As the Vix and More blog duly noted last Friday, not only has spot Vix been spiking in its own right (last print seen around the 40 mark on Monday), the entire Vix term structure has flipped into backwardation over the last 10 trading days:
Furthermore, the latest data from the CBOE shows the backwardation has only intensified over the weekend:
So how important a development is this?
To find out we inquired with Christopher Cole, managing partner at Artemis Capital Management — a volatility focused hedge fund. Readers might remember Cole from his “The great vega short” and “Is volatility broken?” research notes on volatility.
Cole explains it simply. Using statistics.

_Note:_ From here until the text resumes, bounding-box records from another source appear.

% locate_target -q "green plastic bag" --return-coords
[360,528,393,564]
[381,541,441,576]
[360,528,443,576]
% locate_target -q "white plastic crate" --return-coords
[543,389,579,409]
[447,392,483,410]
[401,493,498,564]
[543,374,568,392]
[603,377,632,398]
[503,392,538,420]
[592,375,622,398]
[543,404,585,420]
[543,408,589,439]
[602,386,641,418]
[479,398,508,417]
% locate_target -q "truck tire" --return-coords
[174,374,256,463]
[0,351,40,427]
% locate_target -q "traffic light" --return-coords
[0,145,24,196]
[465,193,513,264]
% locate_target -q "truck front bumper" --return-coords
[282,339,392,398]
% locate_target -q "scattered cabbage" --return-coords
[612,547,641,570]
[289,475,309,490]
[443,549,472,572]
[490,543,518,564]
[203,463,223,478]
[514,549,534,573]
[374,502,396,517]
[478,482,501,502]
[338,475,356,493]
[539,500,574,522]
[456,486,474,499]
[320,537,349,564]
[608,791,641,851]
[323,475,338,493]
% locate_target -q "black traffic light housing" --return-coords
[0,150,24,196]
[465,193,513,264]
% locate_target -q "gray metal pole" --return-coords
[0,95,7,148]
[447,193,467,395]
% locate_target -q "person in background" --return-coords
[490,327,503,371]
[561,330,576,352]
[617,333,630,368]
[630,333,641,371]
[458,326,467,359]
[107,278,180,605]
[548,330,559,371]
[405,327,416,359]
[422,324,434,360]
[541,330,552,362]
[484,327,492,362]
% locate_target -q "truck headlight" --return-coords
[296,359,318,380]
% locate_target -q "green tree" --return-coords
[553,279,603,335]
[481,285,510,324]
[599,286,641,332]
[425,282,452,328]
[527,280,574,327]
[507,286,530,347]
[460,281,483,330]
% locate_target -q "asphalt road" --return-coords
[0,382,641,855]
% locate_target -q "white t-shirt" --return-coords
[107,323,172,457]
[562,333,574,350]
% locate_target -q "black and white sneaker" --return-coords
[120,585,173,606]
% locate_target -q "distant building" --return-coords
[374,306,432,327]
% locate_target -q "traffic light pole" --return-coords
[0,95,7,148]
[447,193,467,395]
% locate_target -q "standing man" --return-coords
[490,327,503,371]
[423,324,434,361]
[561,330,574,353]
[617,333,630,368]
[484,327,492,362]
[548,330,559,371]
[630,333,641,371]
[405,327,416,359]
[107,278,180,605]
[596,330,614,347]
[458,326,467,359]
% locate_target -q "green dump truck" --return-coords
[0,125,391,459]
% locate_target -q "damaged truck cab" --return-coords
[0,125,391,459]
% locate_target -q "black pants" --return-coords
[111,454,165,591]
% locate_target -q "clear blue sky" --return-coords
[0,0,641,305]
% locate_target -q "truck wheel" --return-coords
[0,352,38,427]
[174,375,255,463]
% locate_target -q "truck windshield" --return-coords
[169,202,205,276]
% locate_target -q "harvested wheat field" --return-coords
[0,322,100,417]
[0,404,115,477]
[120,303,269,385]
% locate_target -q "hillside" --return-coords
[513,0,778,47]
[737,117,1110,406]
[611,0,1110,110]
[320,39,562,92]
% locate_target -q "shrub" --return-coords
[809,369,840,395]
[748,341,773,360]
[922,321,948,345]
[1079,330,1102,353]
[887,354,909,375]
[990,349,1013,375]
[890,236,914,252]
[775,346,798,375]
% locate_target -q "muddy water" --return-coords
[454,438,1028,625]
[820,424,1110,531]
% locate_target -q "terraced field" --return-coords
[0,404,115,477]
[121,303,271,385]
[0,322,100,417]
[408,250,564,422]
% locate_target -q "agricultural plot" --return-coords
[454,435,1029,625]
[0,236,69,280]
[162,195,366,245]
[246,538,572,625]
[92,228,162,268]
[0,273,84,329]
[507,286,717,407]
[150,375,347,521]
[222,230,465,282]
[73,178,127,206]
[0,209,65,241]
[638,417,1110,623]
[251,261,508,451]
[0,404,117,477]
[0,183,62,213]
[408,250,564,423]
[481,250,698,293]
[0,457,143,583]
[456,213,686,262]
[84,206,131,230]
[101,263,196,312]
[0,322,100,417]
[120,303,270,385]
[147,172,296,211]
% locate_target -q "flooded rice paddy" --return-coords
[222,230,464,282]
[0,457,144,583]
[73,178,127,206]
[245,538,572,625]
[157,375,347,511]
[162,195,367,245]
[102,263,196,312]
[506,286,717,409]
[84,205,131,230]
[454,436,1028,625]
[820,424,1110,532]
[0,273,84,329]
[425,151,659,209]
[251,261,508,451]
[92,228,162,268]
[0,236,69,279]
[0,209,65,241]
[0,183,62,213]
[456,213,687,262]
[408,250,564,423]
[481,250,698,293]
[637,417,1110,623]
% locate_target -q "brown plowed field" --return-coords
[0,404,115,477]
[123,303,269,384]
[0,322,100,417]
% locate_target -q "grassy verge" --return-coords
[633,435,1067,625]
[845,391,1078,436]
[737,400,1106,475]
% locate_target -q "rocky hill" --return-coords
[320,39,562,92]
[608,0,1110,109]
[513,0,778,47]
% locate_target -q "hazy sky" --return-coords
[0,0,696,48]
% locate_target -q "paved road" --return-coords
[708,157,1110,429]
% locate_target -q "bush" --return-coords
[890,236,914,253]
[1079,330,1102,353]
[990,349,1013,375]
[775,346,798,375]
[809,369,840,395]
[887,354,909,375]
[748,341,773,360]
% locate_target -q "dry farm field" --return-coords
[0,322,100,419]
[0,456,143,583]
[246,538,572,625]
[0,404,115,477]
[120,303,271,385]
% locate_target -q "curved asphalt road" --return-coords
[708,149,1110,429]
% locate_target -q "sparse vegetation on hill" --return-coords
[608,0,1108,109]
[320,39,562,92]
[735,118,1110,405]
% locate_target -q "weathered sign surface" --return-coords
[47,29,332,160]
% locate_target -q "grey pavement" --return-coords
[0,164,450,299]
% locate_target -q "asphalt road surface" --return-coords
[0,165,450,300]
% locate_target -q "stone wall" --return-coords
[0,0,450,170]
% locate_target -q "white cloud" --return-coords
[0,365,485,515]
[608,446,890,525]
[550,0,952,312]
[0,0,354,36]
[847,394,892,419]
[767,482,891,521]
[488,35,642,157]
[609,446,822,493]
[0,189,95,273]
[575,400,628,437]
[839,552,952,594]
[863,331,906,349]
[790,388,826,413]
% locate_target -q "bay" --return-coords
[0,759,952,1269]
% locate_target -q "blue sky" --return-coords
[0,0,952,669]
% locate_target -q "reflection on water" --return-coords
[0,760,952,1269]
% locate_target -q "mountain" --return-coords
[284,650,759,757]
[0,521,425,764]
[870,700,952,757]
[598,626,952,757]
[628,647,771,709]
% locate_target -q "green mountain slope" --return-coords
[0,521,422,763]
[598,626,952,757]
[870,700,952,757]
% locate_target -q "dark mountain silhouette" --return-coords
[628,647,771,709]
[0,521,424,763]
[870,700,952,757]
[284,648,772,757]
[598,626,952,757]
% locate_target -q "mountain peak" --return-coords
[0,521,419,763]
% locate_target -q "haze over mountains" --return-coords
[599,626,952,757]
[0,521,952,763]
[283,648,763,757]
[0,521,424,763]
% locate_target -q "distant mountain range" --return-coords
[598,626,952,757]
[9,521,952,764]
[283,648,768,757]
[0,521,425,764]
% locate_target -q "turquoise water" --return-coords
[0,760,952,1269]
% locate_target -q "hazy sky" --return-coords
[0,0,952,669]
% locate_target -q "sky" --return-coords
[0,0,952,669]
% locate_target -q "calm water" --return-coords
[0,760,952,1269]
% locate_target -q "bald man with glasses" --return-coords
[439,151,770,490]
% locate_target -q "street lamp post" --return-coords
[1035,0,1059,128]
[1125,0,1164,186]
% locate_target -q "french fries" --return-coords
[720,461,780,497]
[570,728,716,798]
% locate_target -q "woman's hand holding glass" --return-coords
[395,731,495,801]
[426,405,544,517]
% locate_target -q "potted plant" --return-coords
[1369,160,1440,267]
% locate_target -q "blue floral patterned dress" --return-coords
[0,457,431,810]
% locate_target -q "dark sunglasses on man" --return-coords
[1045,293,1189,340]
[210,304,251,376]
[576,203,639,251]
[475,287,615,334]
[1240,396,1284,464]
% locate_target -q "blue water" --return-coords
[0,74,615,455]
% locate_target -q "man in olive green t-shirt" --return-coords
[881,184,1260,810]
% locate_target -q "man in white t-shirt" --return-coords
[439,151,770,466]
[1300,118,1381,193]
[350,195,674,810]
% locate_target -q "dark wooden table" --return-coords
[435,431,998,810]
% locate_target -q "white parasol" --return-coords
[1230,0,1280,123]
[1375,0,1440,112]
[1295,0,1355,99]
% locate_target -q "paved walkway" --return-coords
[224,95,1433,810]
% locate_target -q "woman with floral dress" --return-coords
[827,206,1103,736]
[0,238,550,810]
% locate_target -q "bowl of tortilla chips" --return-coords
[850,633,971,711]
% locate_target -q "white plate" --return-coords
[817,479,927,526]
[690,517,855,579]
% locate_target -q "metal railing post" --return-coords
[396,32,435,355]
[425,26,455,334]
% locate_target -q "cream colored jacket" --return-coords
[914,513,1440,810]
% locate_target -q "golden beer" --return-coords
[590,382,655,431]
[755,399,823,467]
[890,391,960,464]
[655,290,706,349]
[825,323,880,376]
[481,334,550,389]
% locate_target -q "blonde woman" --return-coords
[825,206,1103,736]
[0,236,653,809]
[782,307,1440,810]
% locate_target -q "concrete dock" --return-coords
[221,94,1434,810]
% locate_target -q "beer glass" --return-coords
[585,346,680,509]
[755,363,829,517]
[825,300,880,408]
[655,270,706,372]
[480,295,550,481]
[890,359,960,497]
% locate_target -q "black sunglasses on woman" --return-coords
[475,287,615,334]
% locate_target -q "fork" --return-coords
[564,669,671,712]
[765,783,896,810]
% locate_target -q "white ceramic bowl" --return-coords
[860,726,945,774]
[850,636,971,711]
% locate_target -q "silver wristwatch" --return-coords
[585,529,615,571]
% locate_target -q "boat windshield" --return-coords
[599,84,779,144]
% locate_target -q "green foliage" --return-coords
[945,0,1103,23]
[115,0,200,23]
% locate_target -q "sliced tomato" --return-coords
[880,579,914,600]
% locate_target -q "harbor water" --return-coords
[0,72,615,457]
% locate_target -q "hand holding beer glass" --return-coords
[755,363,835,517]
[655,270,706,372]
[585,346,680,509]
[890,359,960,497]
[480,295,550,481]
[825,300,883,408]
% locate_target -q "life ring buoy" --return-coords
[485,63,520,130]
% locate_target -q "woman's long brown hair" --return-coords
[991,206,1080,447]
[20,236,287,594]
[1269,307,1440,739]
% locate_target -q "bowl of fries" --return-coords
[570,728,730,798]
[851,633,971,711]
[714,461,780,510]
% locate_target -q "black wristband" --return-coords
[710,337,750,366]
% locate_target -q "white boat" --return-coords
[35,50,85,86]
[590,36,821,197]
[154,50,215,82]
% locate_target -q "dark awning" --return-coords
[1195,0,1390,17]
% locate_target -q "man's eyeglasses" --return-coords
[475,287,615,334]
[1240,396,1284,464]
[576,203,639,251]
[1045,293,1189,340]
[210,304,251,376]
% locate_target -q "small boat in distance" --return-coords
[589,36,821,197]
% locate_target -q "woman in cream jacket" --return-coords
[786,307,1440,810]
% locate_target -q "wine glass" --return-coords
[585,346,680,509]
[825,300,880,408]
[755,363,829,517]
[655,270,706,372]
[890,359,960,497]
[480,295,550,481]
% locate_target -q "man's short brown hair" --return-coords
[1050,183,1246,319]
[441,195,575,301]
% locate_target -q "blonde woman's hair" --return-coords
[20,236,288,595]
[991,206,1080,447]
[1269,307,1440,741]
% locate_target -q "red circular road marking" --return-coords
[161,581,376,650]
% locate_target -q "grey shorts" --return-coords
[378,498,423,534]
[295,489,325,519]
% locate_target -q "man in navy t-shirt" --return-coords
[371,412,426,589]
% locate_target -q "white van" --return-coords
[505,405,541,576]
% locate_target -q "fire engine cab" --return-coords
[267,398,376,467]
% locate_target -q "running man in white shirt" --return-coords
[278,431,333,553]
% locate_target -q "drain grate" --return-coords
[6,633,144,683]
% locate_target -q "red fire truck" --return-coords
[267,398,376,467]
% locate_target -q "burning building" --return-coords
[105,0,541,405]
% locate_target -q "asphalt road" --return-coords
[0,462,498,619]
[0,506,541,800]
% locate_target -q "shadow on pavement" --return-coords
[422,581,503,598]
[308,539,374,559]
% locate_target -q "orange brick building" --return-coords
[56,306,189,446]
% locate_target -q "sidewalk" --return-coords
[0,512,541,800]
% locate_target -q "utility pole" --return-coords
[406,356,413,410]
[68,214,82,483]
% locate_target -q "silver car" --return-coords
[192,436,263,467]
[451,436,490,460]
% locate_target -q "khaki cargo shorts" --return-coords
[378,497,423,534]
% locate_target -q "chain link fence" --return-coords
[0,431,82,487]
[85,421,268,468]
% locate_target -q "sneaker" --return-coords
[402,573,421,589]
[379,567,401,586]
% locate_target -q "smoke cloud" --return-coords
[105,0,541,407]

As he explained to FT Alphaville:
In regard to VIX futures curve backwardization since 2004 the front two contracts of the VIX futures curve have traded at a discount to spot VIX approximately 25% of the time. Currently the entire VIX futures curve shows inversion and this shape has only occurred 13% of the time since 2004. Negative convexity across the entire curve usually only occurs during systemically important shock events such as the 2008 financial crash, Bear Stearns bankruptcy, 2010 flash crash, and the 2007 credit market meltdown.
It is important to understand the fundamental and structural dynamics underlying VIX futures curve inversions. The traditional explanation is that VIX futures curve backwardization implies the market’s expectation of volatility mean reversion or that the VIX will decline from elevated levels. An alternative explanation is structural, implying that investors who bought VIX futures and options as tail risk insurance are now all rushing to “cash-in” on the payout at the same time, artificially pushing the curve downward.
This may explain the mixed forecasting record of the VIX futures curve in backwardization as the spot VIX has breached the discounted VIX futures price to expiry only 62% of the time since 2004. The average duration of a VIX futures curve backwardization is only 4 days, however when the entire curve in backwardization implying a systematically important event, the curve can exhibit negative convexity for much longer periods including 64 consecutive days of full curve inversion during the 2008 financial crisis.
Which means, the longer the curve stays backwardated, the more likely we’re seeing a “systemically important shock event”.